Bribery refers to the act of giving an incentive to influence someone’s actions. It is often a financial incentive but that is not always the case. Bribes create a culture of corruption and unfairness. Anti-bribery legislation is put in place by organisations and government bodies to identify and combat bribery.

The former president of the United States, billionaire Donald Trump, has been in the news over recent years accused of various financial crimes, including an attempt to bribe and put pressure on two Michigan officials not to sign papers to verify the 2020 election results. The world has also watched on during his landmark criminal trial this April, which has seen him accused of falsifying accounts and paying ‘hush money’ to a former adult film star.

Whether the former US president is found guilty or not, this landmark trial has seeded in the minds of people across the globe, that bribery and corruption continue to be problems in the world of politics and business in 2024.

The future of anti bribery legislations

The Current Landscape of Anti-Bribery Legislation

There is no singular, globally accepted definition of the word bribery. However, bribery is widely regarded as giving someone an incentive (financial or otherwise) to perform (or agree to perform) their functions or role in a way that is improper or unfair. It could also be given to reward them for having already done so. 

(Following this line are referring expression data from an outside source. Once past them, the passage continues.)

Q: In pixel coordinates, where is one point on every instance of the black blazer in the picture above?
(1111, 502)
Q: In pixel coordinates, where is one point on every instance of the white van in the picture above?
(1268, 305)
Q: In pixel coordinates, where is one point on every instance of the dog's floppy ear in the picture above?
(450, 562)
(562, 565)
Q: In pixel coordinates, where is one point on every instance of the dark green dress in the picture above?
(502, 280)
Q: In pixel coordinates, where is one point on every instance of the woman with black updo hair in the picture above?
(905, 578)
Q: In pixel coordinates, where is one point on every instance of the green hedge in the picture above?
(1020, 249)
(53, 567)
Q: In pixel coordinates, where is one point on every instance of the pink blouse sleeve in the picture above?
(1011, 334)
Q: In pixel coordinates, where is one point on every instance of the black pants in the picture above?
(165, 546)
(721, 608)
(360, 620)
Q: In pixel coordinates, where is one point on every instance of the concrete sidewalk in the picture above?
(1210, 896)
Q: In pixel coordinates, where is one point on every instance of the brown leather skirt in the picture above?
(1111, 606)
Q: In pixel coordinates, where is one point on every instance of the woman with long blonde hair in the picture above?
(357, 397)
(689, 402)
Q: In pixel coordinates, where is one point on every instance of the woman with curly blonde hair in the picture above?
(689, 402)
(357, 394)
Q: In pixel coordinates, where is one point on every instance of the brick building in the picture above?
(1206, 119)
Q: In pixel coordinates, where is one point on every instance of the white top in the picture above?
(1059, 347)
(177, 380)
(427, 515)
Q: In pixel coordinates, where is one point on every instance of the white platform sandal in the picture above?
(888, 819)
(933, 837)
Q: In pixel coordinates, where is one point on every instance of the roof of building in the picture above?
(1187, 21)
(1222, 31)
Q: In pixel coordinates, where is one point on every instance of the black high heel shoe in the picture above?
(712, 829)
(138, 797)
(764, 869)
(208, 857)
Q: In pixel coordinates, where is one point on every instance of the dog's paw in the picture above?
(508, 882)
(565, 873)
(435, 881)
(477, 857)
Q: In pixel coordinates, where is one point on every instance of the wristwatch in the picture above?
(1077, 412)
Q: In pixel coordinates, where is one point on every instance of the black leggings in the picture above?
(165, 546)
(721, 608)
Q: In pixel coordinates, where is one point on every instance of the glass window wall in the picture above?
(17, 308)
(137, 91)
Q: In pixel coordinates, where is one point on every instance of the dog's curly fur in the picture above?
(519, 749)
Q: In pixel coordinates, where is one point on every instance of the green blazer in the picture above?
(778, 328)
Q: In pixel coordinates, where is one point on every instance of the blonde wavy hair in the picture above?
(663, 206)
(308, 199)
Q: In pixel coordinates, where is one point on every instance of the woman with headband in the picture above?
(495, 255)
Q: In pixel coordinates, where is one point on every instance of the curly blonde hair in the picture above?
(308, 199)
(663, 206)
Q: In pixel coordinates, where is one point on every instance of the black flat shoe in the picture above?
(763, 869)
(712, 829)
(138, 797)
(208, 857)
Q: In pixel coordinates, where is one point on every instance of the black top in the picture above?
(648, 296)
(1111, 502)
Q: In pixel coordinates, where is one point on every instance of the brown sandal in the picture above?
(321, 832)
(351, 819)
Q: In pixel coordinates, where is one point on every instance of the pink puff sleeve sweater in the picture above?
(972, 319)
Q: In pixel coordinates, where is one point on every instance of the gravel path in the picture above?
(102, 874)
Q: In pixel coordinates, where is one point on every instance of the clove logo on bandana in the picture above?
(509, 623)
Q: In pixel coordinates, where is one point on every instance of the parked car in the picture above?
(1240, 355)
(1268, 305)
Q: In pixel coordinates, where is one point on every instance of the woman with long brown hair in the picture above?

Acts of bribery can be split into two distinct categories:

  • Active bribery
  • Passive bribery

When an individual offers, promises or provides a bribe, this is called active bribery. 

When an individual requests, takes or accepts a bribe, this is called passive bribery.

The global connectedness that the internet and international air travel have afforded, means that organisations can work together more easily than ever to meet common goals and identify issues that need to be addressed. 

Bribery continues to be an issue in:

  • Politics
  • Business
  • Sports
  • The financial sector

Anti-bribery defines the key principles that go against bribery and corruption. Businesses may be required to have a specific policy against bribery and others may opt to have one, even if it is not a requirement.

Anti-bribery is about transparency and compliance; it aims to avoid unfair and unlawful practices that happen in businesses or other organisations. 

  • To be anti-bribery is to be opposed to, or against, bribery and corruption. Laws exist to combat and prosecute acts of bribery.
  • Taking bribes is illegal – it is also illegal to offer or request a bribe.

We know that there is currently no single, specific definition of bribery as such, but the simple definition of anti-bribery is a framework that protects people from bribery and goes against the acts of bribery and corruption. Strong anti-bribery legislation makes bribery more difficult to happen and easier to identify and prosecute when it does. 

Key pieces of legislation that relate to anti-bribery across the world include:

Emerging Trends in Anti-Bribery Legislation

Tackling bribery across the globe continues to be a hot topic for lawmakers and legislators as the consequences can be so far-reaching, both financially and in terms of reputational damage.

A snapshot of the cost of bribery in the contemporary world:

  • 24% of global organisations have reported being victims of bribery and corruption
  • An estimated USD1 trillion is paid in bribes each year globally
  • Up to USD2.6 trillion is lost to corruption each year
  • Luxury car firm Rolls-Royce had to pay USD671 million to settle bribery allegations

The US continues to be a world leader in anti-bribery. In December 2023 congress passed a new anti-bribery law:

  • The Foreign Extortion Prevention Act (FEPA)

This new legislation brings the US Department of Justice (DOJ) more in line with UK law as it sets out new rules around the ‘demand’ side of bribery of foreign officials. Previously, the focus was on the ‘supply’ side of acts of bribery under FCPA (the people offering the bribe), rather than focusing on the criminal elements of corrupt foreign officials themselves. 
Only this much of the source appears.